On l’entend aussi discuter avec des collègues dans la voiture de police et une fois rendue au poste.

Serge Lavoie
Photo Le Journal de Montréal, Chantal Poirier
Serge Lavoie

La défense s’opposait à ce que cette vidéo soit déposée en preuve au procès de Stéfanie Trudeau, accusée de voies de fait simples à la suite de cette intervention musclée sur la rue Papineau à Montréal.

Me Jean-Pierre Rancourt plaidait notamment que la conversation entre la policière et sa conjointe relevait du domaine privé. Mais le juge Daniel Bédard a plutôt convenu que la pertinence de cette vidéo primait.

D’autres vidéos-chocs ont été présentées en preuve dans le cadre de ce procès, qui a débuté en octobre. On y voit notamment la policière maintenir face contre terre celui qui buvait une bière sur le trottoir, Rudi Ochietti, et le menotter.

Dès le début de l’intervention, l’homme et ses amis avaient reconnu la policière, devenue une célébrité du web lors de la crise étudiante pour avoir «poivré» des manifestants dans la rue.

La policière a aussi été filmée lors de cette intervention, pendant qu’elle traînait un autre homme en bas de l’escalier, avant de l’immobiliser sous elle pendant quelques secondes.

Vidéo-surprise

Simon Pagé
Photo Le Journal de Montréal, Chantal Poirier
Simon Pagé

C’est Simon Pagé qui a filmé plusieurs de ces scènes avec sa caméra vidéo. Arrêté avec ses amis après l’intervention, il avait vu saisir son appareil, qu’il a pu récupérer en sortant de prison le lendemain. C’est à ce moment qu’il a réalisé que, parmi les vidéos, il y en avait une de 32 minutes dont il n’était pas l’auteur et où on entend Matricule 728 parler à sa conjointe au téléphone. Il en avait fait des copies, qu’il avait envoyées aux médias.

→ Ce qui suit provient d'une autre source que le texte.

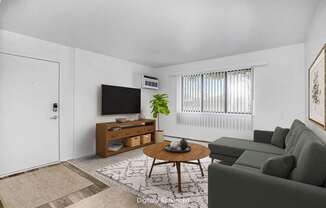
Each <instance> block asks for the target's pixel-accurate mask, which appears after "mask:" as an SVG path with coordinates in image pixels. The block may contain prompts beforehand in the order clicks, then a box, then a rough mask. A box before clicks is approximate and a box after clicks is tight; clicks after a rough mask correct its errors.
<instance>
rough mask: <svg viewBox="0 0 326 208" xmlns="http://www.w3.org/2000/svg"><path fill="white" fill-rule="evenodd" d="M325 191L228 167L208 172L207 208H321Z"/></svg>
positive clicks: (211, 166)
mask: <svg viewBox="0 0 326 208" xmlns="http://www.w3.org/2000/svg"><path fill="white" fill-rule="evenodd" d="M325 204H326V189H325V188H322V187H318V186H312V185H308V184H304V183H299V182H296V181H291V180H287V179H283V178H278V177H273V176H269V175H264V174H262V173H260V172H251V171H248V170H242V169H239V168H234V167H231V166H225V165H221V164H217V163H216V164H212V165H210V166H209V168H208V208H216V207H227V208H239V207H241V208H261V207H264V208H275V207H286V208H307V207H314V208H324V207H325Z"/></svg>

Le procès de Stéfanie Trudeau se poursuit jeudi à Montréal. La défense fait présentement entendre des témoins dans le cadre d’une requête en arrêt des procédures. Elle plaide notamment que la Couronne a fait un «marchandage d’accusations».

 

Ce que l’accusée a dit

«Ils nous ont pas sauté dessus, parce que, criss, si tu veux sauter sur moi, tu peux avoir du fun.»

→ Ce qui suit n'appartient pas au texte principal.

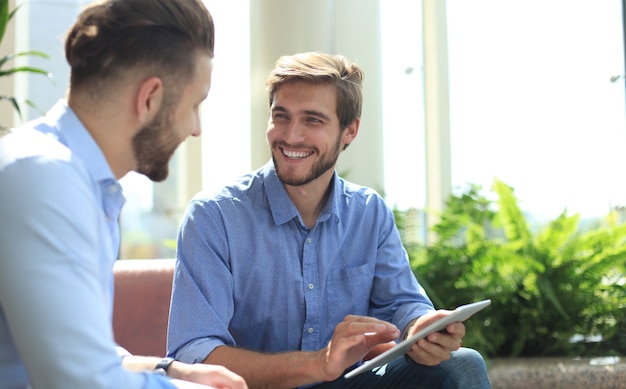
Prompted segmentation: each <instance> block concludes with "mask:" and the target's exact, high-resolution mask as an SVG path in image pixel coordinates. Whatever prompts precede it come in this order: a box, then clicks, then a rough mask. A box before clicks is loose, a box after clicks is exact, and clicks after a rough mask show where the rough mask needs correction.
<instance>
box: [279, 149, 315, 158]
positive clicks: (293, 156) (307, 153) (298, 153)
mask: <svg viewBox="0 0 626 389" xmlns="http://www.w3.org/2000/svg"><path fill="white" fill-rule="evenodd" d="M283 153H285V155H286V156H288V157H289V158H293V159H300V158H305V157H308V156H309V155H311V153H310V152H309V153H305V152H302V151H300V152H298V151H287V150H283Z"/></svg>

«L’“estie” de cave qui me traitait de tous les noms, je l’enligne. Il se pousse dans l’appartement. Je monte les marches, je grab l’“estie” de cave. Je saute sur l’“estie” de trou de cul. Évidemment, il ne se laisse pas faire. Je suis en train de l’étouffer, je me bats avec dans l’escalier. Tout le monde nous encercle, tout le monde nous filme.»

«À un moment, j’entends: “C’est toi, ça, 728? “Estie” de grosse vache. Vas-tu le poivrer, “estie” de chienne?”»

«Et, là, il y a une “estie” de conne qui n’a pas rapport, une “plateaunienne” du nowhere, qui filme.»

«On lui a sauté dessus. On a commencé à se battre avec pour le menotter. Pendant ce temps-là, tous les rats qui étaient en haut, les gratteux de guitare, les “hosties” de carrés rouges, là, tous des artistes, des mangeux de marde, là, ils ont tous commencé à sortir de l’appartement.»